Женщина и не пошевелилась, даже не открыла глаз, только губы ее чуть дрогнули, а парень потянулся вверх, поставил кружку на палубу, положил и другую руку на грудь женщины и крепко сказал:
— Что, Яким Петров, завидно? Ну, айда, беда, мимо! Не зарься, не страдай зря-то! Не твоему зубу сахар есть…
Приподнял лапы и, снова опустив их на грудь женщины, победно добавил:
— Всю Россию выкормим!
Тут женщина улыбнулась медленно, и всё вокруг словно глубоко вздохнуло, приподнялось, как одна грудь, вместе со шкуной, со всеми людями, а потом о борт шумно ударилась волна, окропила всех солеными брызгами, окропила и женщину; тогда она, чуть приоткрыв темные глаза, посмотрела на старика, на парня — на всё — добрым взглядом и, не торопясь, прикрыла тело.
— Не надо! — сказал парень, отнимая ее руки. — Пускай глядят! Не жалей…
На корме мужики и бабы играют плясовую, охмеляющий молодой голос внятно частит:
Мне не нанно богачества твово,Не милее оно милаго мово…
Стучат по палубе каблуки сапог, кто-то ухает, точно огромный филин, тонко звенит треугольник, поет калмыцкая жалейка, и, восходя все выше, женский голос задорно выводит:
Воют волки во поле —С голодухи воют;Вот бы свекра слопали —Он этого стоит!
Хохочут люди, кто-то оглушительно кричит:
— Ладно ли, снохачи?!
Ветер сеет по морю праздничный смех.
Большой парень лениво накинул на грудь женщины полу армяка и, задумчиво выкатив круглые детские глаза, говорит, глядя вперед:
— Прибудем домой — развернем дела! Эх, Марья, сильно развернем!
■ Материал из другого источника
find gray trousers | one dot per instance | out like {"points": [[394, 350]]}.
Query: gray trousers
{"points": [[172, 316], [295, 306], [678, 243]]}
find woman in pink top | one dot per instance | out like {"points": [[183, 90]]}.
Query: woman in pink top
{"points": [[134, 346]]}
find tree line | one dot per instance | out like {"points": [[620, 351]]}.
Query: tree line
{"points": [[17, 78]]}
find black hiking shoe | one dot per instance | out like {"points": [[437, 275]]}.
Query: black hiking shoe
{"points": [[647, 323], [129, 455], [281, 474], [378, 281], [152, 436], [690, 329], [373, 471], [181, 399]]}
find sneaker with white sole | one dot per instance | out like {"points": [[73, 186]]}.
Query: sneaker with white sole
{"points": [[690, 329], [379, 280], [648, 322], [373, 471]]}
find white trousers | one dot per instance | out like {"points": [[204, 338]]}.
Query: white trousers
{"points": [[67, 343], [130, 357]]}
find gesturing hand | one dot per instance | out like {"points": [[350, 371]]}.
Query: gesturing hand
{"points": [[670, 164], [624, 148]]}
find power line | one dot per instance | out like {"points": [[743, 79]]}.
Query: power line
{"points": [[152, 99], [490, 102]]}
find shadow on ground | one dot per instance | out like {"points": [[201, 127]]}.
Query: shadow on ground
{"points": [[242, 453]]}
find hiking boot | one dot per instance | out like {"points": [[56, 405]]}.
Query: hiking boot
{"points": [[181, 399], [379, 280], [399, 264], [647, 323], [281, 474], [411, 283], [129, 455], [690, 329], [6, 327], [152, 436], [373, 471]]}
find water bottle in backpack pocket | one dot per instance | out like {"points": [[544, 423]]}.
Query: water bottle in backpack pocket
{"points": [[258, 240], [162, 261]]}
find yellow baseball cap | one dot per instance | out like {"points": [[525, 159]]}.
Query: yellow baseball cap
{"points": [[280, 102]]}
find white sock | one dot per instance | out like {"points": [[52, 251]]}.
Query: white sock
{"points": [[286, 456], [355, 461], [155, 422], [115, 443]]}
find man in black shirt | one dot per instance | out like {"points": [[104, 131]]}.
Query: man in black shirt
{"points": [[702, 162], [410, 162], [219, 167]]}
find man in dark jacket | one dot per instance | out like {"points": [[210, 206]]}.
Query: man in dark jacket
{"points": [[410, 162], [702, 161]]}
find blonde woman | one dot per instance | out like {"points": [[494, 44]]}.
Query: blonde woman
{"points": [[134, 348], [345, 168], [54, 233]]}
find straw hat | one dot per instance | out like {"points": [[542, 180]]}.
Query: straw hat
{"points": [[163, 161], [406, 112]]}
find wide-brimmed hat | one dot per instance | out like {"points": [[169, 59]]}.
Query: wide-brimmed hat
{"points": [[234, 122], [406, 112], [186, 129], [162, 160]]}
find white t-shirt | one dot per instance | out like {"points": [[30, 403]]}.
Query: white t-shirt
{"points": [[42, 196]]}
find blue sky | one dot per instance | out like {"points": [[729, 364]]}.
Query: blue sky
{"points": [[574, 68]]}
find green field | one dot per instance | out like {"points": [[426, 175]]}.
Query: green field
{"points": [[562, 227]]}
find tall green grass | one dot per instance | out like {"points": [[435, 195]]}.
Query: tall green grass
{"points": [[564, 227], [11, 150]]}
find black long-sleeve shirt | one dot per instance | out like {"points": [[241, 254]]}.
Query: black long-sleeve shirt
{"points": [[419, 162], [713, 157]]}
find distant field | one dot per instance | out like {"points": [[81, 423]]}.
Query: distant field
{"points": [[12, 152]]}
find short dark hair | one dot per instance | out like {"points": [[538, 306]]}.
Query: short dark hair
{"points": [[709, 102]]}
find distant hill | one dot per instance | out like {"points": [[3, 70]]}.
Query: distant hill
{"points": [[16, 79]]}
Огненнокрылое солнце летит к западу, облака гонятся за ним и — не успевают, оседая снежными холмами на черных ребрах гор.
Покойник
…Я шагаю не торопясь по мягкой серой дороге между высоких — по грудь мне — хлебов; дорога так узка, что колосья опачканы дегтем, спутаны, поломаны и лежат в колеях, раздавленные.
Шуршат мыши, качается и никнет к сухой земле тяжелый колос; в небе мелькают стрижи и ласточки, значит — где-то близко река и жилье. Глаза, блуждая в золотом море, ищут колокольни, поднятой в небо, как мачта корабля, ищут деревьев, издали подобных темным парусам, но — вокруг ничего не видать, кроме парчовой степи: мягкими увалами она опускается к юго-западу, пустынна, как небо, и так же тиха.
В степи чувствуешь себя, как муха на блюде — в самом центре его, чувствуешь, что земля живет внутри неба в объятии солнца, в сонме звезд, ослепленных его красотою.
Вот оно — большое, рдяно-красное — далеко впереди на синем краю неба важно опускается в белоснежные бугры облаков; колосья осыпаны розовой пылью заката, васильки уже потемнели, и в предвечерней тишине ясно слышишь всё, о чем поет земля.